Conflict in the Church: A 3 Step Guide

Church is a family. Families fight. It’s a reality. In the old days it was over the color of the carpet. Twenty years ago it was over worship style. Sometimes it’s little stuff, other times it’s big time. Every church goes through it. You can run, but you can’t hide.

If you’re on staff at a church and wonder how to navigate it, a member of a church and wondering how to survive it, or a non-church goer wondering what it all means, here’s a handy 3-step guide to make it all make sense.

1. What It’s Not

It’s not a war. We use terms like “worship wars” to describe it among ourselves, but that’s not wise. In wars people die. Blood is shed. There are casualities. What we’re talking about is the decibel level in the room and whether or not a drum set is used. No one’s personal liberties are at stake. It’s not a war. It’s an argument about preferences.

It’s not division. Disagreement and division are not synonyms. Disagreement can become division, but that’s usually for one of two reasons:

1. Leaders are disagreed with and don’t handle that disagreement with humility and transparency and concern for their congregants.

2. Two non-leaders disagree and leadership does not step in to assist in reconciliation.

Note the commonality: disagreement becomes division when leaders don’t handle it well. I’ve seen churches do both. I’ve also seen churches (like the one where I currently serve) that handle disagreement in a healthy way. church fight.001

So don’t assume your conflict is a church split waiting to happen. Most arguments between spouses do not end in divorce. With solid pastoral leadership, your argument doesn’t have to end in people parting ways. It’s not that kind of thing…or at least it doesn’t have to be.

“The beginning of strife is like letting out water, so quit before the quarrel breaks out.” Proverbs 17:14

To keep it from letting too much water get out, see points 2 and 3.


2. Be Humble

Being humble is hard, especially when we think we’re right. In conflict, we almost always think we’re right, otherwise there wouldn’t be much of a conflict. I recently re-discovered some notes I took a long time ago on a sermon about humility. Here are some key questions you can ask yourself to check your humility in conflict:

  • Are you teachable?
  • How do you respond to correction?
  • Do you repent quickly & thoroughly?
  • Are you considerate of others?
  • Can you serve others and be served?
  • Can you disagree agreeably?

If all you can do in the midst of conflict is get defensive and yell, you’re probably not being very humble. If you aren’t reasonable, if you only pursue your own selfish interests, and if you refuse to give ground, then you’re probably not being very humble.

Church conflict comes in many shapes and sizes, so how this applies varies. But ultimately, we should be about conversation, asking good questions, and listening about twice as much as we speak.

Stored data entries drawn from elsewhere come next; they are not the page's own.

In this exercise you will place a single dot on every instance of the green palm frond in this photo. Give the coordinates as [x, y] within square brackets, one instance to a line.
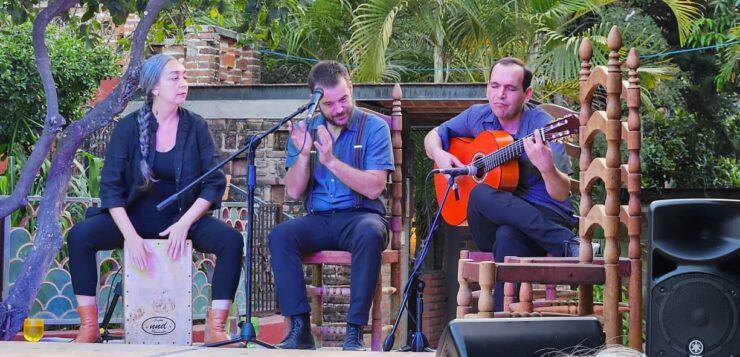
[686, 12]
[730, 61]
[371, 31]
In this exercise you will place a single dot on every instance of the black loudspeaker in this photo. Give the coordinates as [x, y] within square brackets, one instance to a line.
[524, 336]
[694, 278]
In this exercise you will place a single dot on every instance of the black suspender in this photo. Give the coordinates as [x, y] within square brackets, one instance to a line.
[356, 163]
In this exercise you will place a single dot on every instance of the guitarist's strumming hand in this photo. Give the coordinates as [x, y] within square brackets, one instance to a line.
[301, 138]
[539, 152]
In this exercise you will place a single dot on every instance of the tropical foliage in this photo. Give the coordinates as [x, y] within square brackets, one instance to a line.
[78, 68]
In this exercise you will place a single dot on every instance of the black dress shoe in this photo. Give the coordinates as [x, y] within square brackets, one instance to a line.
[299, 337]
[353, 338]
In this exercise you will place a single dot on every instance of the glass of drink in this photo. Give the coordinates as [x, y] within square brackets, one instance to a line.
[33, 329]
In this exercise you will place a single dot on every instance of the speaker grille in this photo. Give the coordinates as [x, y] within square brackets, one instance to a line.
[692, 307]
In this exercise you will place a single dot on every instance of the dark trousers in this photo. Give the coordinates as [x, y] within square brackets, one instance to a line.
[364, 234]
[510, 226]
[208, 234]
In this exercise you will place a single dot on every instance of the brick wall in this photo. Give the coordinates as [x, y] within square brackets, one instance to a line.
[434, 318]
[213, 57]
[211, 54]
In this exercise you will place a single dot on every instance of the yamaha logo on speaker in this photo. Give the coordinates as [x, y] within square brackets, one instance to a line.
[696, 347]
[158, 325]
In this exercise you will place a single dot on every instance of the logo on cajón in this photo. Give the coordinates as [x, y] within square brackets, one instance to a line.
[158, 325]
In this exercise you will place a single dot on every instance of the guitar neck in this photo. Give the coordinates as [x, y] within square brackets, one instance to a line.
[501, 156]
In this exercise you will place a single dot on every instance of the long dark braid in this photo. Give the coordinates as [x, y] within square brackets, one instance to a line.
[150, 73]
[145, 112]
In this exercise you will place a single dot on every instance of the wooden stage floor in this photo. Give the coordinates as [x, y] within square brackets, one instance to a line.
[58, 349]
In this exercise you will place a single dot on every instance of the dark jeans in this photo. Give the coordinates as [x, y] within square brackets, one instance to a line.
[362, 233]
[510, 226]
[208, 234]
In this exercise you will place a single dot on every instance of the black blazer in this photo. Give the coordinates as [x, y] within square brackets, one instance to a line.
[121, 179]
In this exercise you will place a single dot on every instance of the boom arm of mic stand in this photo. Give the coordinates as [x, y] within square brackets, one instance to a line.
[390, 340]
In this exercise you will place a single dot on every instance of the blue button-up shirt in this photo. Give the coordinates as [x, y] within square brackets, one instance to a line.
[328, 192]
[531, 185]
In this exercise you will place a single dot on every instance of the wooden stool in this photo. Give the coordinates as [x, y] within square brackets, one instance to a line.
[158, 302]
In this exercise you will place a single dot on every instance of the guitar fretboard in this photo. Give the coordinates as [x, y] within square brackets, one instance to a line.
[506, 153]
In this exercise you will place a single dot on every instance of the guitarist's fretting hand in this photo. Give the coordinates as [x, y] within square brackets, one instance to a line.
[539, 152]
[301, 138]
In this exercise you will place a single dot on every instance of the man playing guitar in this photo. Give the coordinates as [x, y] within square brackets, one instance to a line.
[535, 219]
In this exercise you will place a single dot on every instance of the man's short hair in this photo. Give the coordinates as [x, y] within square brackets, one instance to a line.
[327, 74]
[507, 61]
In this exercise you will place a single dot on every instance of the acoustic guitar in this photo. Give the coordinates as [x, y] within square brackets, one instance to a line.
[493, 153]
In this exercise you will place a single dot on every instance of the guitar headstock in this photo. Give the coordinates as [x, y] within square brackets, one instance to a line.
[562, 129]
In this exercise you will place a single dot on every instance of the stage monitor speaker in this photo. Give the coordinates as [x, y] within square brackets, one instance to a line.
[523, 336]
[694, 280]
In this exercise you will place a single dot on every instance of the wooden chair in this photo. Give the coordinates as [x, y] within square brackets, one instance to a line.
[391, 256]
[587, 271]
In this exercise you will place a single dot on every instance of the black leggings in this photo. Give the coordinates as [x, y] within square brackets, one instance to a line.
[208, 234]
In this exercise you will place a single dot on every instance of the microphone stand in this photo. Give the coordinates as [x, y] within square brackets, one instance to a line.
[248, 333]
[419, 342]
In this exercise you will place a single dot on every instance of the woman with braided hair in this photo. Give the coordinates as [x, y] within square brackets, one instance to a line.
[152, 153]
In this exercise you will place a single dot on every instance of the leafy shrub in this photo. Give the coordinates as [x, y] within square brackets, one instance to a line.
[77, 66]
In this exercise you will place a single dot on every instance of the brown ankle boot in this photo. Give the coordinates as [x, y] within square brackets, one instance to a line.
[89, 329]
[215, 326]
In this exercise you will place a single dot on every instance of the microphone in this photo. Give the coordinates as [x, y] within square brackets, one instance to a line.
[315, 97]
[469, 170]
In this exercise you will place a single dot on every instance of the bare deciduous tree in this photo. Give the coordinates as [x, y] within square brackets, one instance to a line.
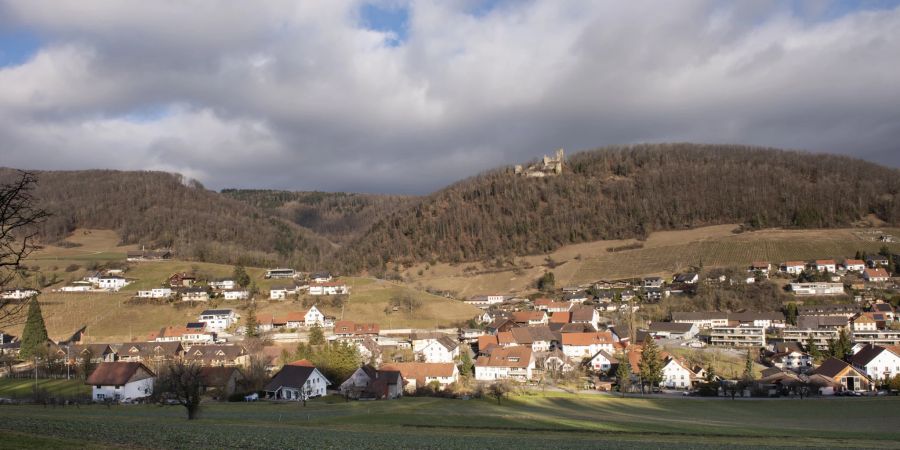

“If one gives an answer before he hears, it is his folly and shame.” Proverbs 18:13

3. Blessed Are The Peacemakers

Making peace and there being an absence of conflict are not the same. There can be a cease fire in the Middle East, but Israel and Palestine still have a lot of tension between them. Just because there aren’t bombs flying doesn’t mean there’s peace. It just means people are ignoring real issues.

Sometimes making peace takes the hard work of conflict first. When there’s something wrong — a preferential thing or a huge scuffle, the process of working it out takes time. That is the work of peace making. Ignoring problems does not make peace, it perpetuates the issues at hand.

Sometimes being a peace maker means raising tough questions and slogging through the ensuing conflict. Think long and hard before you do so, because to quit in the middle does not serve your community well.

“Blessed are the peacemakers, for they shall be called sons of God.” Matthew 5:19


In the premarital counseling I’ve done as a part of my ministry, we spend a whole session on fighting. Why? Same as money and gender roles and family of origin — fighting is a real dynamic when it comes to marriage.

The same can be said for churches. If you are a part of the people of God, there are going to be disagreements. Realizing what it’s not, staying as humble as possible, and working for peace are huge factors toward making it out of the conflict in one piece…not just as an individual, but as the body of Christ.